12 min read

Sales Forecasting - 5 Stores

Introduction

In this project we will use Dynamic Linear Models (DLMs) to forecast sales figures from five different stores. The dataset we use is a slightly modified version of a dataset derived from Kaggle https://www.kaggle.com/. We explain the exploratory data analysis process in the Project Overview section. We then look at and explain some of the major results. This involves using graphs of the data and our forecasts to try to understand some of the patterns and trends in the data. As part of our results we include a one month forecast with our daily data. Finally, we also include a two year monthly forecast for our data.

Project Overview

The focus for the early part of the project was data cleaning and exploration along with and basic model fitting.

For the data cleaning aspect, we changed the dates from a factor to a POSIXct class. Additionally, we examined certain categorical variables and converted them from integers to factors. We also changed the store data from numbers to factors and labeled the stores A, B, C, D, and E for convenience.

Once initial data cleaning was completed, we took a look at various graphs of the data. Looking at overlapping graphs of the data by store was messy and so we then looked at individual graphs of the data. This indicated that we probably had two types of store. This agrees with the StoreType variable of our data as well. We determine that the two store types correspond to two stores which are always open and three stores which are closed on StateHolidays and on Sunday. As part of our exploration we also look at the sales for each store based on the day of the week.

Model fitting was done using a Dynamic Linear Model (DLM) framework. Various models were considered for different stores and variables. Primarily, a local linear trend model with weekly seasonality was considered with regression on various combinations of variables in order to predict one-step-ahead daily forecasts of sales. We looked at graphs of our predictions against the actual values along with computing error estimates for our forecasts. Note that some values of sales figures and customer counts were not available. The DLM package that we used was able to forecast without concern for the missing data. It simply makes its own prediction for the missing value. For the error estimate, we simply remove NA values from the calculation.

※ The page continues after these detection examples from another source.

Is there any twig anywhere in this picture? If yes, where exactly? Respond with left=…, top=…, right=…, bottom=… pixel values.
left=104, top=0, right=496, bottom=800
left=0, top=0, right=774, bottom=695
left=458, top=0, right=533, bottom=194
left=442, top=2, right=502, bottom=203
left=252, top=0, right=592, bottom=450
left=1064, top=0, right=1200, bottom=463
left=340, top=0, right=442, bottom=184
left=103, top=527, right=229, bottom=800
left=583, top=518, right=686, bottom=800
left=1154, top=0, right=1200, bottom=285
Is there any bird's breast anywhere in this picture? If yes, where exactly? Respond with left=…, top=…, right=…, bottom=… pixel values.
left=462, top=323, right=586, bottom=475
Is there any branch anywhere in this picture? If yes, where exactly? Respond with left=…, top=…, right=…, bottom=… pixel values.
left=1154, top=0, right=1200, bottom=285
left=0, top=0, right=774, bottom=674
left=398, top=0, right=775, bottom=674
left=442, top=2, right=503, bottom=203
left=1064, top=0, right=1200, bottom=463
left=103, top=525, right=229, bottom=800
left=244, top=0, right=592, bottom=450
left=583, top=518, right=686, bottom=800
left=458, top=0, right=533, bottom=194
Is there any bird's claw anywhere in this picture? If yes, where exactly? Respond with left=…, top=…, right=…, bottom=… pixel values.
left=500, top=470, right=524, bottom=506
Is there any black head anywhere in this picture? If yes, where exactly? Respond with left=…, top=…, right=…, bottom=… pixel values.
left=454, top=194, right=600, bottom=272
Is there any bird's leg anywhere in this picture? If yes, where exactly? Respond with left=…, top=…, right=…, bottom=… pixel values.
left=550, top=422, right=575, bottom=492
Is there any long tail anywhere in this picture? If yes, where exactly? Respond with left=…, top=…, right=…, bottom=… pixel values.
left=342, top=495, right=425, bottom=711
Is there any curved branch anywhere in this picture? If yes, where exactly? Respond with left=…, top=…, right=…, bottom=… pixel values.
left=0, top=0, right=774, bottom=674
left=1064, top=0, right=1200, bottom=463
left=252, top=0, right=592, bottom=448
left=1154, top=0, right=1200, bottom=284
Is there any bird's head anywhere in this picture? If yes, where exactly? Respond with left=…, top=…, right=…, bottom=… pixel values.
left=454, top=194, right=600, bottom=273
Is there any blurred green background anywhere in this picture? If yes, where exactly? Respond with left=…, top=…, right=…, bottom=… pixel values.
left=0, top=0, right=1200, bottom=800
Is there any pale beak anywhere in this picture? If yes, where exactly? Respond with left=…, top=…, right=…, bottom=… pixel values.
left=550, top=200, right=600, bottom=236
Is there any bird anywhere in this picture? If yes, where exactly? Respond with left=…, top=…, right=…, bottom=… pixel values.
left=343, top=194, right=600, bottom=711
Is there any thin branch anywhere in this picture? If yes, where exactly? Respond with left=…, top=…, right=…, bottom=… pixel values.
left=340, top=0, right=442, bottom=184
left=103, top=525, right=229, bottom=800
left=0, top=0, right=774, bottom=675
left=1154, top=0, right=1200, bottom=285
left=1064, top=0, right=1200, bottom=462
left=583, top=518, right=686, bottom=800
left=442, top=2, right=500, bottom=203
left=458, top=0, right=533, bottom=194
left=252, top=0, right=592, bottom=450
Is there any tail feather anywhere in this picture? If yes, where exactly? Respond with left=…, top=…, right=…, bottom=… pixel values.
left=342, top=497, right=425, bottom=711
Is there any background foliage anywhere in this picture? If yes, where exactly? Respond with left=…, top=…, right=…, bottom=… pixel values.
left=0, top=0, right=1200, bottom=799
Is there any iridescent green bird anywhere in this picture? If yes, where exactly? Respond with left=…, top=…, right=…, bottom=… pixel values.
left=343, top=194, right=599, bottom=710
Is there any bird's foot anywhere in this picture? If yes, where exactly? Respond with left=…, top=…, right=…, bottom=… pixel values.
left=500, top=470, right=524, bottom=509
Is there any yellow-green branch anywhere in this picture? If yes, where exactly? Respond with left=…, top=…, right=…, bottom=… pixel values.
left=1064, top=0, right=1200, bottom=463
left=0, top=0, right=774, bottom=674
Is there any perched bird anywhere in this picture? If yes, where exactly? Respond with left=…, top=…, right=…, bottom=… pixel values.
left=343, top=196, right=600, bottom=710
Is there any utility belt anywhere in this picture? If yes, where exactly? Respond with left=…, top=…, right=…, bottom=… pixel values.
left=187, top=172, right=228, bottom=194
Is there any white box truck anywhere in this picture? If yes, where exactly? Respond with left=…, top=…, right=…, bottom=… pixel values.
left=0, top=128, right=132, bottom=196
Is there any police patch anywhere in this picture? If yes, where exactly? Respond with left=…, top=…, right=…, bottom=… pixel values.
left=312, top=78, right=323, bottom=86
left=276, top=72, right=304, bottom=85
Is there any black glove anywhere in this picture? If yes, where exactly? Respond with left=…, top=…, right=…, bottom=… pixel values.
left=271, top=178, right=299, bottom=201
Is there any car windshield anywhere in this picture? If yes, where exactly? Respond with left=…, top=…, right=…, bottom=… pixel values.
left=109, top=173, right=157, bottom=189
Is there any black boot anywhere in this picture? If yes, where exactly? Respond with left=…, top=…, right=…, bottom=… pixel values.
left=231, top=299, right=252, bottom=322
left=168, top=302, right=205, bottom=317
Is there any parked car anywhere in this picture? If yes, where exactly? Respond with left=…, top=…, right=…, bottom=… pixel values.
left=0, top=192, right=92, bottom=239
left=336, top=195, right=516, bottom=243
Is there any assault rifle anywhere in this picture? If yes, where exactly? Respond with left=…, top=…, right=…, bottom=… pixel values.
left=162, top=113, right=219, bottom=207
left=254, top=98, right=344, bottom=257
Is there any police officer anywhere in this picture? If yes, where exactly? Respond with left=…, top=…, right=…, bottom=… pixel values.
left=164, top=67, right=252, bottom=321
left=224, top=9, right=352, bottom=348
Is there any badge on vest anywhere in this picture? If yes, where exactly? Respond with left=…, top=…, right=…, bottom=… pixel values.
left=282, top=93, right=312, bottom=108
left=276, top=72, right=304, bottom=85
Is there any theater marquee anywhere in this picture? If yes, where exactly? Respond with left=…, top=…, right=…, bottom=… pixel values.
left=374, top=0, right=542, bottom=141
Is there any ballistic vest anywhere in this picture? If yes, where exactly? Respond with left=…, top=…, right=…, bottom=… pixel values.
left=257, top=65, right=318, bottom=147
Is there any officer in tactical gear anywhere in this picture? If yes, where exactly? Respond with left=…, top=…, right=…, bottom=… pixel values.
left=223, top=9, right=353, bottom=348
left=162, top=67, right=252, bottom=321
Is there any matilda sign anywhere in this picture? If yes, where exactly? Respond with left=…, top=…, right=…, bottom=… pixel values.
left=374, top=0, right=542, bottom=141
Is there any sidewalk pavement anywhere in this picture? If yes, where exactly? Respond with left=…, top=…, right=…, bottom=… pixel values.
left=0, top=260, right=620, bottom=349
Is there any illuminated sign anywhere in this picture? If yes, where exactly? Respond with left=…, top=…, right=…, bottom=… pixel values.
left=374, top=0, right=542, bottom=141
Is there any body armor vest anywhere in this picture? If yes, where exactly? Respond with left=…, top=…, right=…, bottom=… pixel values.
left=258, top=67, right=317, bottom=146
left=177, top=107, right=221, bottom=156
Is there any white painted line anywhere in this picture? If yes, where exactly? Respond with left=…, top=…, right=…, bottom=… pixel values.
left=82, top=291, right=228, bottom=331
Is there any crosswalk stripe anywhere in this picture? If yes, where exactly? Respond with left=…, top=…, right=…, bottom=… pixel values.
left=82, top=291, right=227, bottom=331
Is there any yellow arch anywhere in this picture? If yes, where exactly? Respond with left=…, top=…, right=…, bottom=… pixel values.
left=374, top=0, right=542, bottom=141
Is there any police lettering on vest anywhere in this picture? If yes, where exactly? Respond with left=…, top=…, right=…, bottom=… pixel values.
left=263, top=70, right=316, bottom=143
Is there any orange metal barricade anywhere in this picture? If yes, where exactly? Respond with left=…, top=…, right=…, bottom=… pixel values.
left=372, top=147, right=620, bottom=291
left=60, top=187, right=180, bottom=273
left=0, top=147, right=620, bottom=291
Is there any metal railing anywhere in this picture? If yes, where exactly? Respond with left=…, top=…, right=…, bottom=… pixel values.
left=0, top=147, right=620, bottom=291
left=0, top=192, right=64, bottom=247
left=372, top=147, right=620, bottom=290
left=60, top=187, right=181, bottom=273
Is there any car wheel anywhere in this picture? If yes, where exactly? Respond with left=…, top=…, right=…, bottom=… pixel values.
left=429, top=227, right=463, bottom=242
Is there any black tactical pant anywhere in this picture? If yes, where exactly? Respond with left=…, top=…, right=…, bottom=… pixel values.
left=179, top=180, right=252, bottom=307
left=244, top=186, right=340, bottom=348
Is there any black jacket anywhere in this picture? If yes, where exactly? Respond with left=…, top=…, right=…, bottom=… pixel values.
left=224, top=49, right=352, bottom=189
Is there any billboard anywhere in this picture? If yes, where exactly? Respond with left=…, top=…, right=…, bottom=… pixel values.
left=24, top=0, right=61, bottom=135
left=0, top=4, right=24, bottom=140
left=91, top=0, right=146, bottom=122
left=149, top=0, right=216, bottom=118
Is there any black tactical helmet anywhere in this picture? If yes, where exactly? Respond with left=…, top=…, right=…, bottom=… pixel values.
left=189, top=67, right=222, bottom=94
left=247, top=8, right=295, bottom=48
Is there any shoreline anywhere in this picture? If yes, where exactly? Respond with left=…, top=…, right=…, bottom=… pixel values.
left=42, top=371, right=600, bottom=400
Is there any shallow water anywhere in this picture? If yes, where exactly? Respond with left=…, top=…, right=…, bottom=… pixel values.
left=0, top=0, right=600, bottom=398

In later portions of our data exploration we look at various factors for each store. We also fit Dynamic Linear Models (DLMs) for the three stores which are closed on Sunday and state holidays. For the factors we analyze the graphs based on characteristics such as Promo, SchoolHoliday and StateHoliday. We also take another look at the stores for each day of the week. Rather than use the days of the week as a factor we simply look at DLMs with weekly seasonality. Finally, we also take a look at error analysis and look at some graphs of the residuals. We do similar data exploration by fitting DLMs to the two stores which are always open.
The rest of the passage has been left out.